At our first time out at one high school, a group of young women were outraged to find out how serious the attack on abortion rights has gotten. “Why the hell do men get to decide what I do with my own body?” one of them said angrily. This was a common sentiment shared by many students. Some took stickers and flyers which they immediately started putting up in key places where other students would see. The Revolution Club phone number and social media handle was on the flyers and students started calling and following as soon as they got them (literally within a half hour).
We challenged everyone we could with a basic provocation, “If you will not fight against forced motherhood, you are choosing the enslavement of women, what choice are you going to make?” We were clear that fighting this meant getting in the streets March 8 and beyond and challenging everyone around us to pick the right side. Society must be turned upside down with mass resistance if we are going to have a chance to beat this back.
We had the Points of Attention for the Revolution on one side of the flyer and pointed them out to people who stopped to talk.
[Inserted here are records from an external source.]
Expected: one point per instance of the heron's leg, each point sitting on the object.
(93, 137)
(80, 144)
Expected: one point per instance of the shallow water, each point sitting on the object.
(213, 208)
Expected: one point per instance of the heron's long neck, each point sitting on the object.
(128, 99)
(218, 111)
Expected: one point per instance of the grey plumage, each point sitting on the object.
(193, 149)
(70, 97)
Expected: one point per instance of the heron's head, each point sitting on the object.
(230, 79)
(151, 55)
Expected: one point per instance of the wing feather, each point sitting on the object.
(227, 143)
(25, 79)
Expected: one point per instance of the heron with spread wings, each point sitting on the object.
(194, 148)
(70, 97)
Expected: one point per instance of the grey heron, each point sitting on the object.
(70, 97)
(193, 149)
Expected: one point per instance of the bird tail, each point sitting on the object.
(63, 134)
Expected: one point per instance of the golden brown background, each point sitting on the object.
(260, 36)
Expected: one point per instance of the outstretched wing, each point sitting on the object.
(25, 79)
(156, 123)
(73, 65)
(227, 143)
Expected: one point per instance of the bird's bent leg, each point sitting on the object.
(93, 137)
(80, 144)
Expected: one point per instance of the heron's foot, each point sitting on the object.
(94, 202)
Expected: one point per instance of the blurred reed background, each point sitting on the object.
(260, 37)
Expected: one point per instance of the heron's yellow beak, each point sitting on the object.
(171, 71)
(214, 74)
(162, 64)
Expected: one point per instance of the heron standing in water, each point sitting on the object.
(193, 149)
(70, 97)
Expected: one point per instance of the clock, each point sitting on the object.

We asked people to question what kind of society are we living in where women’s humanity is up for debate like this? Where their bodies and status as people can go before a court filled with religious fanatics in this way and have that be treated as legitimate? We should not accept living in such a world and we don’t have to, we could make a revolution that sweeps this system away and brings in a world where women can truly be free.
We didn’t have a lot of time to talk to the students because they were heading to school and we wanted to convey just a few basic ideas. What choice will they make around this attack on women? And we put this to people, making clear that we are going for revolution, and that everyone has to be part of this fight whether they feel we need a revolution or not.
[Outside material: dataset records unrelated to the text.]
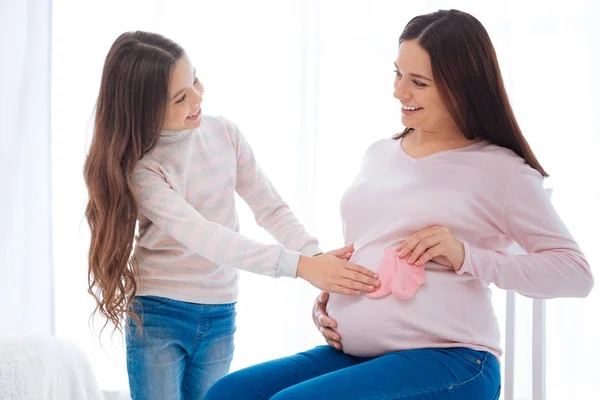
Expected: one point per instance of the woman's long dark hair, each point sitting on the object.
(130, 113)
(467, 74)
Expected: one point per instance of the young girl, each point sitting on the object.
(155, 159)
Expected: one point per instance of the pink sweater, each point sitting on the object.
(188, 247)
(487, 197)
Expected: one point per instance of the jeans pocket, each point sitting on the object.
(474, 356)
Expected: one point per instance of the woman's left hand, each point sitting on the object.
(435, 244)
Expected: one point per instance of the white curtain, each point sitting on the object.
(310, 85)
(26, 295)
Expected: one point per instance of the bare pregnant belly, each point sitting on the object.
(449, 316)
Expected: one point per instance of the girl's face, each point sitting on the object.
(185, 98)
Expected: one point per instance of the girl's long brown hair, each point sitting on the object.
(464, 64)
(130, 113)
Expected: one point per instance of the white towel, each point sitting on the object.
(45, 368)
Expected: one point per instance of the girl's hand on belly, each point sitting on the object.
(326, 324)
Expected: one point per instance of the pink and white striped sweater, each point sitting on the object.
(188, 247)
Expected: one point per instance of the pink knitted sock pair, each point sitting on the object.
(398, 277)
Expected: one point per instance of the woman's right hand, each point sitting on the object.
(335, 275)
(325, 323)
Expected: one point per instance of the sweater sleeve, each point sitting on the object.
(270, 211)
(169, 211)
(554, 265)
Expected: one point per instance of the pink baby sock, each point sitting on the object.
(398, 277)
(387, 270)
(408, 279)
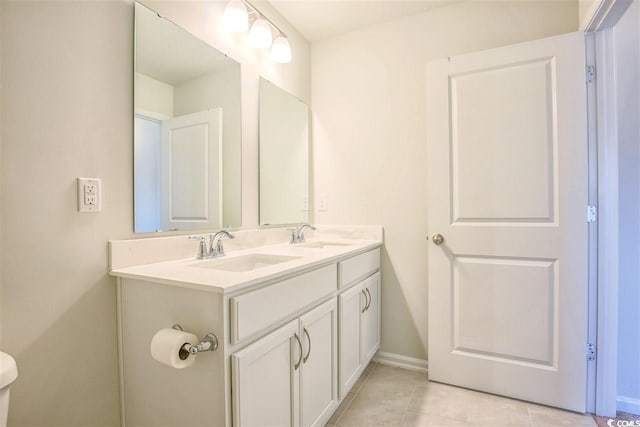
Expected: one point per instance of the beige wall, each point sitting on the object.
(369, 130)
(67, 84)
(627, 69)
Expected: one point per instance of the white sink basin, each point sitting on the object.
(320, 245)
(244, 263)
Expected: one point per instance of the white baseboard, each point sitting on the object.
(630, 405)
(400, 361)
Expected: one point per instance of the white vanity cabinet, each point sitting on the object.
(359, 313)
(370, 318)
(289, 377)
(291, 343)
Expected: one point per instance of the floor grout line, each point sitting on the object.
(364, 381)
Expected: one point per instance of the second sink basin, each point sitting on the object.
(244, 263)
(320, 245)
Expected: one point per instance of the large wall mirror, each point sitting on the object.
(187, 142)
(284, 157)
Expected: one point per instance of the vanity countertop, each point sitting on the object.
(199, 274)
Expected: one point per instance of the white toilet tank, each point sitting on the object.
(8, 374)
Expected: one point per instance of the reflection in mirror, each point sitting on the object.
(284, 157)
(187, 130)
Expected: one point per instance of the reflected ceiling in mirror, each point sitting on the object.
(187, 130)
(284, 157)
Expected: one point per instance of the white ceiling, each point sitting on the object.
(321, 19)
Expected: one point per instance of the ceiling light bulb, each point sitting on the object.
(281, 50)
(235, 17)
(260, 34)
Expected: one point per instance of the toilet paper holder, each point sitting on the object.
(208, 343)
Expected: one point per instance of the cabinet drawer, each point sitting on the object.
(358, 267)
(257, 310)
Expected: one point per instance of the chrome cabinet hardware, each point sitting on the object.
(297, 365)
(304, 359)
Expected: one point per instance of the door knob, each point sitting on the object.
(438, 239)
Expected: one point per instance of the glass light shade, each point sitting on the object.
(281, 50)
(260, 34)
(235, 17)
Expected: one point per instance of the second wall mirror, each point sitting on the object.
(284, 157)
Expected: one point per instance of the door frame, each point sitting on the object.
(603, 138)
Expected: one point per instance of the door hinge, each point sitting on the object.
(591, 352)
(591, 73)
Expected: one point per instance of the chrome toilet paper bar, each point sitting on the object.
(208, 343)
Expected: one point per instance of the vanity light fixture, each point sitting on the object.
(236, 19)
(280, 50)
(260, 34)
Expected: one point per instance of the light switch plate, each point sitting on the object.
(89, 199)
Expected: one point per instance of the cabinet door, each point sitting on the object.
(319, 372)
(370, 335)
(265, 381)
(350, 305)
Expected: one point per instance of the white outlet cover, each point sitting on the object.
(89, 195)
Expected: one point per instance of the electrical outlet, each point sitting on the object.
(323, 205)
(89, 195)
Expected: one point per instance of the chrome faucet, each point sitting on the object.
(202, 246)
(216, 249)
(297, 234)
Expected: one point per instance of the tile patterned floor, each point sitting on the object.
(386, 396)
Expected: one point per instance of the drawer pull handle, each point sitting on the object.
(297, 365)
(365, 301)
(304, 360)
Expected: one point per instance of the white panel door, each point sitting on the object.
(370, 319)
(350, 305)
(319, 371)
(192, 171)
(507, 148)
(266, 379)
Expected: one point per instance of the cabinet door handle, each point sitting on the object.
(365, 301)
(304, 359)
(297, 365)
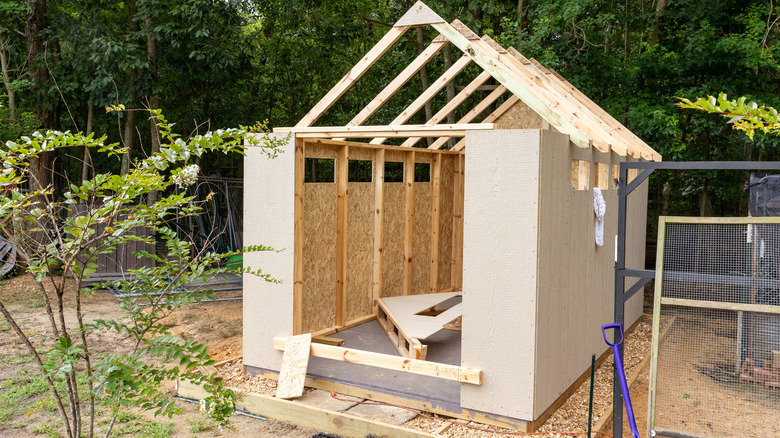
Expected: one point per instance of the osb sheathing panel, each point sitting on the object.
(575, 292)
(519, 116)
(319, 256)
(360, 249)
(315, 150)
(446, 191)
(421, 238)
(393, 240)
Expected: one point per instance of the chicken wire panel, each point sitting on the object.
(716, 372)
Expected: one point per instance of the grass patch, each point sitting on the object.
(131, 424)
(200, 425)
(6, 413)
(35, 303)
(16, 359)
(51, 430)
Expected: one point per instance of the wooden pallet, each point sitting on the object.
(407, 319)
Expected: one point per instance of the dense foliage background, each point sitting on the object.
(220, 63)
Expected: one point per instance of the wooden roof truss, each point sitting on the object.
(557, 101)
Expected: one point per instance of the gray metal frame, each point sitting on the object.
(645, 275)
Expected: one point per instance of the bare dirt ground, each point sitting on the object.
(219, 326)
(31, 414)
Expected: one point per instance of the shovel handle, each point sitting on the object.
(615, 325)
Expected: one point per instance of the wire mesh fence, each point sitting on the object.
(716, 373)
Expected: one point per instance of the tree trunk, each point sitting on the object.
(86, 162)
(627, 33)
(660, 7)
(450, 90)
(35, 25)
(424, 78)
(130, 123)
(7, 82)
(154, 98)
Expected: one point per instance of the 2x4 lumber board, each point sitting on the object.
(451, 105)
(457, 225)
(427, 95)
(455, 130)
(604, 114)
(492, 117)
(406, 345)
(349, 324)
(327, 340)
(353, 75)
(409, 220)
(342, 174)
(565, 106)
(295, 362)
(719, 305)
(329, 143)
(379, 183)
(584, 115)
(390, 362)
(519, 85)
(474, 112)
(298, 241)
(324, 420)
(419, 15)
(435, 207)
(399, 81)
(594, 112)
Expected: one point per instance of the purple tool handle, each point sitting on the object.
(621, 374)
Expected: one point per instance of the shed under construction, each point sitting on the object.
(493, 234)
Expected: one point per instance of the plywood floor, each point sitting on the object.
(443, 347)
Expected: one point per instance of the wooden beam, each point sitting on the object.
(454, 130)
(491, 118)
(324, 420)
(353, 75)
(300, 160)
(517, 83)
(366, 146)
(630, 136)
(409, 220)
(473, 113)
(379, 184)
(604, 136)
(406, 345)
(419, 15)
(456, 262)
(342, 166)
(398, 82)
(435, 207)
(451, 105)
(391, 362)
(428, 94)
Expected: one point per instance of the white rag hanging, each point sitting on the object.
(599, 208)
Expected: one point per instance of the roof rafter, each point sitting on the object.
(451, 105)
(518, 84)
(389, 91)
(353, 75)
(473, 113)
(367, 131)
(504, 107)
(426, 95)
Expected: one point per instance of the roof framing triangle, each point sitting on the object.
(419, 15)
(544, 91)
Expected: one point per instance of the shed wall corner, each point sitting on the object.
(269, 217)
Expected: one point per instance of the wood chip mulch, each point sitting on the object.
(569, 419)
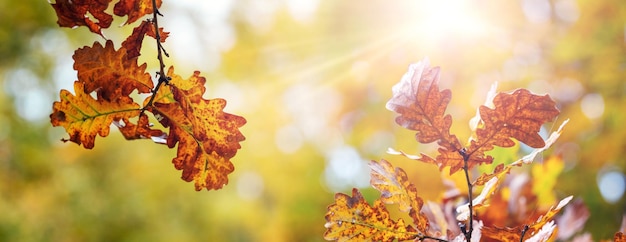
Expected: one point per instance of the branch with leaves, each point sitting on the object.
(207, 138)
(422, 107)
We challenged the guys who said they supported women having the right to have an abortion by telling them that was good but this is a real fight and it’s going to require more than a cheering section that supports women. One group of young men were saying that it was fucked up that this right could be taken away. One asked, “What if you’re a teenage girl and you can’t have a kid, then what?” Another told of a teenage girl who got pregnant and wanted an abortion but that her parents wouldn’t allow it.
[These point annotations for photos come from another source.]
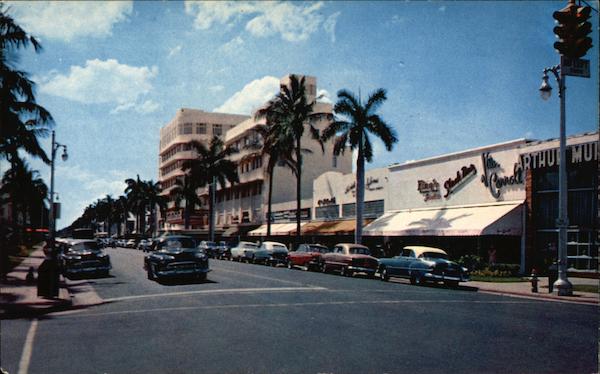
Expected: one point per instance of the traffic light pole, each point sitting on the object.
(562, 284)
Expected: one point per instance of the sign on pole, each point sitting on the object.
(575, 67)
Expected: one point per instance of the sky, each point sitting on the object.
(458, 75)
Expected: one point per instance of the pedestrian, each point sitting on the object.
(492, 255)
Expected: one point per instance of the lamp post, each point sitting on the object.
(562, 284)
(64, 156)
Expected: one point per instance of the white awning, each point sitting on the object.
(276, 229)
(472, 220)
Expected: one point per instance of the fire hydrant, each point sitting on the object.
(534, 281)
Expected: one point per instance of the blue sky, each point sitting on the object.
(458, 74)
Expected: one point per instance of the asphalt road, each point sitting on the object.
(257, 319)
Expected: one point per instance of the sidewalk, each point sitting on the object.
(523, 289)
(19, 298)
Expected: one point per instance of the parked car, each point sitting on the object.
(83, 256)
(271, 253)
(209, 247)
(223, 250)
(423, 264)
(176, 256)
(307, 255)
(144, 245)
(350, 259)
(243, 251)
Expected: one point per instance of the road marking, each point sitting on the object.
(27, 348)
(284, 305)
(221, 291)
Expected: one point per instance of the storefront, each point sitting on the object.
(469, 202)
(540, 161)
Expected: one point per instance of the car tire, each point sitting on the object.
(416, 279)
(383, 275)
(151, 275)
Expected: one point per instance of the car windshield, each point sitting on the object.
(433, 255)
(177, 243)
(359, 251)
(85, 246)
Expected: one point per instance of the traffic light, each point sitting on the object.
(572, 30)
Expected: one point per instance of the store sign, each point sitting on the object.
(551, 157)
(290, 215)
(371, 184)
(465, 174)
(429, 190)
(324, 202)
(494, 182)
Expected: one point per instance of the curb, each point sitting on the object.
(562, 299)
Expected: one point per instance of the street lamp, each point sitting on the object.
(562, 284)
(64, 156)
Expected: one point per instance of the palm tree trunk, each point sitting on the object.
(360, 193)
(211, 213)
(269, 201)
(298, 189)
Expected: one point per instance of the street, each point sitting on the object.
(257, 319)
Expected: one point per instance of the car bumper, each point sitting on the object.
(181, 272)
(360, 269)
(87, 269)
(441, 278)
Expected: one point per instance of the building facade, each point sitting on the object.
(242, 207)
(500, 199)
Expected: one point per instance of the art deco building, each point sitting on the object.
(243, 206)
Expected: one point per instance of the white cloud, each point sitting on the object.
(252, 96)
(173, 51)
(95, 186)
(293, 21)
(216, 88)
(324, 96)
(329, 25)
(67, 20)
(232, 46)
(103, 82)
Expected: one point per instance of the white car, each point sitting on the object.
(271, 253)
(244, 251)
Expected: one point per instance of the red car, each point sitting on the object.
(349, 259)
(307, 255)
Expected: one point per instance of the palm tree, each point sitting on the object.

Students talked with each other about sharing the flyers with people they know and about whether they should take a bus or walk to City Hall on International Women’s Day. One thought it would be cool if a bunch of students marched together from the school to the march. We told them and other students who said they were going to come that they couldn’t wait for something like that to just happen, they would have to make that happen themselves by spreading the word and struggling with other students.
In talking to people who wanted to do something, we tried to show that the basic thing we were doing isn’t that hard. We read the flyer and discussed with others what was happening, we printed flyers and went out to where we could find people to get the word out and struggle with them to take up this fight now. We’ve got a YouTube Show, The RNL—Revolution, Nothing Less!—Show, that breaks things down and gives people leadership. People can watch the weekly shows, discuss what they see there, and keep going out into the world to organize other people. Some students formed a group chat where more students who want to take up this fight are getting invited to. This is an important way that people can start working together with others and break out of feeling like there’s nothing they can do.